# help remove stuck starter



## panopb13 (Dec 9, 2007)

hello everyone i was trying to replace my starter today but im having a difficult time removing it from the transmission ive remove the two bolts thats holding it, do any of you guys have a trick or a method of prying the starter loose? really appreciate any suggestions thanks


----------



## trace_busta (Feb 2, 2008)

take it to a mechanic.

your starter isn't connected to the transmission, its connected to the flywheel/flexplate.

i've taken starters off fords and buicks, never a nissan but, they had more than two bolts.

don't forget to remove your wires, and the ground from your battery.

check for more bolts. in the buick I had there were two bolts vertically and one horizontallly.

if you're still stumped call a nissan dealership, they'll be able to help you since they have nissan trained techs.


----------



## fleck (Jan 12, 2007)

there's definitely only 2 bolts in the b13 starter, one going one way and one going the other if i remember correctly, and the starter should definitely fall right off after it's been unbolted. the only part i had trouble with was getting it back in, which i had to separate the wire that says 'do not cut' lol... well, i had to cut it for the new one to go in. no big deal tho just a looser wire than factory.


----------



## i r teh noobz (Apr 26, 2007)

The starters are different for each motor/tranny combo. Mine is a 1.6L auto.
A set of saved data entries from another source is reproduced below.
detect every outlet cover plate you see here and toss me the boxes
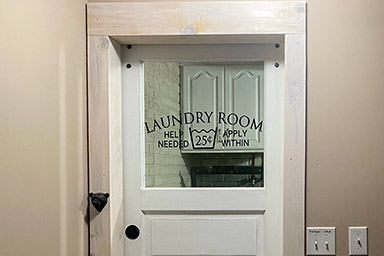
[307,227,336,255]
[349,227,368,255]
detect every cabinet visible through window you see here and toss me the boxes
[180,63,264,153]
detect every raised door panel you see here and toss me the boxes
[224,65,264,151]
[144,214,264,256]
[181,65,224,152]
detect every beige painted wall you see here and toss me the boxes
[0,0,87,256]
[306,0,384,255]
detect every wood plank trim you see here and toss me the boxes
[88,35,111,256]
[88,35,124,256]
[108,38,124,256]
[283,34,306,256]
[88,1,306,36]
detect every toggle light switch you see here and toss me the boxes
[349,227,368,255]
[306,227,336,255]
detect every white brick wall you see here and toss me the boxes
[145,62,191,187]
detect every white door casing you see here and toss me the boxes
[87,2,306,256]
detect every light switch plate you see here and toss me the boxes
[306,227,336,255]
[349,227,368,255]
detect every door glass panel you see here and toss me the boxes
[144,61,264,188]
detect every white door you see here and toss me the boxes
[122,44,284,256]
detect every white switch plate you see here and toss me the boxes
[349,227,368,255]
[306,227,336,255]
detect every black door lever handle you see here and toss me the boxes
[89,192,110,213]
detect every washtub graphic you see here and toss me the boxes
[189,127,218,150]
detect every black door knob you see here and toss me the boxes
[89,192,109,213]
[125,225,140,240]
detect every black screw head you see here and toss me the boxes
[126,63,132,69]
[127,44,132,49]
[275,62,280,68]
[275,43,280,48]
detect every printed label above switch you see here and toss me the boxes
[306,227,336,255]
The starter has two bolts and one heavy gauge wire from the battery. There is also a plug on the solenoid that needs unhooked. The starter should come out without a fight, but you may have to lift it up a little to make sure it's level. I took out mine from the top, but had to look from underneath to figure out how to unhook everything.


----------



## IanH (Feb 11, 2003)

I suspect you have undone one of the Engine to transmission bolts instead of the starter bolt.
As said above there is one bolt facing the battery and one facing the engine. And they are difficult to see, then it just falls out.
IF it is stuck a gentle tap with a hammer handle should be enough, don't go levering anything, it not tight.


----------



## greenbean699 (Jan 18, 2004)

trace_busta.....what are you doing on this server???........take it to a mechanic????? lmfao


----------



## panopb13 (Dec 9, 2007)

thanks a lot fellas and you guys were right i did remove two bolts from the same side i guess i'll try again thanks for the help


----------



## IanH (Feb 11, 2003)

Let us know what you find.
Good Luck................


----------